Someone will have to pay for health care, and it won't be the super-rich we're all told to despise. They can afford the tax lawyers to get around it. No, it's you and me that will pay, one way or the other, in insurance premiums or taxes.

I will agree that something needs to change (the health care system is bureaucracy unhinged), and it's true that conservatives have a bias towards privatization. (I'm guilty as charged.) But liberals have an equal bias, towards socialization. And the evidence I have seen does not lead me to believe government can do health care better than the private sector.

Boy, that was long, wasn't it?

 
At 6:52 PM, Blogger heath said...

Tyler,

Yeah, that was long! I am sorry you could not follow my comment. I try to write as clear as possible. I never said the government should pick up the tab. I was trying to get across, I want health care reform and the only way I would know how to help is by protest.

 
At 8:44 PM, Blogger Tyler said...

Heath -

You've got to remember politics is a process, not an end. Do your homework, vote for the people you agree with most, and don't be afraid to write a letter here and there.

Yeah, by yourself you're only one person. But no one reads an unsent letter. And you're not alone.

 
At 12:20 PM, Blogger Nathan said...

After reading the article on Health Care, I respectfully disagree that it was "worth reading." It was thoughtless banter from a socialized medicine agenda. It was full of accusations and statistics without basis. Whenever someone pulls a number out of the air without citing a reference it cannot be given credibility, and is therefore worth about as much as the slime on my shoe.

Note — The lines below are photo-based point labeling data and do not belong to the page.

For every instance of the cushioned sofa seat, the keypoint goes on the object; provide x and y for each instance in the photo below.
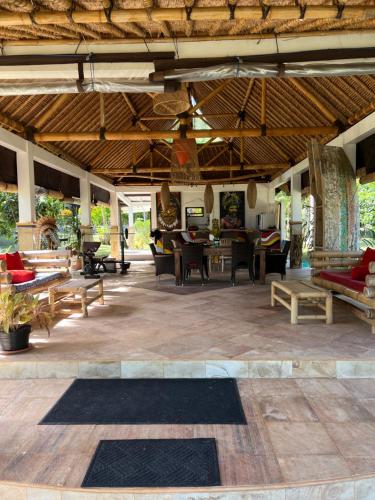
(343, 278)
(40, 280)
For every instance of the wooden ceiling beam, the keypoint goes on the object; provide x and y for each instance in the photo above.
(55, 106)
(241, 13)
(133, 135)
(314, 99)
(209, 96)
(204, 168)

The author also mindlessly exerts the facts of "low life expectancy, the high infant mortality." Last time I checked the survival rate of low birthweight babies continues to go up. Where does he get these so-called facts? The majority of the article is trash.

Here are some things to consider. We have cool stuff in America. There are drugs, vaccines, and treatments for many ailments considered untreatable only 20 years ago. New technology is expensive. New drugs cost billions to develop. Do you want cutting edge stuff? Then be prepared to pay the price. What about lawsuits? How many $millions are spent appeasing people? Who pays the settlement...everyone else. Guess what...medicine is NOT an exact science. Sometimes things go wrong for no apparent reason. Sometimes life sucks. But it's time to set some limits.

The first major (and attainable) healthcare reform is to limit malpractice lawsuits. End of Story. Let's start there and then work on the rest of it.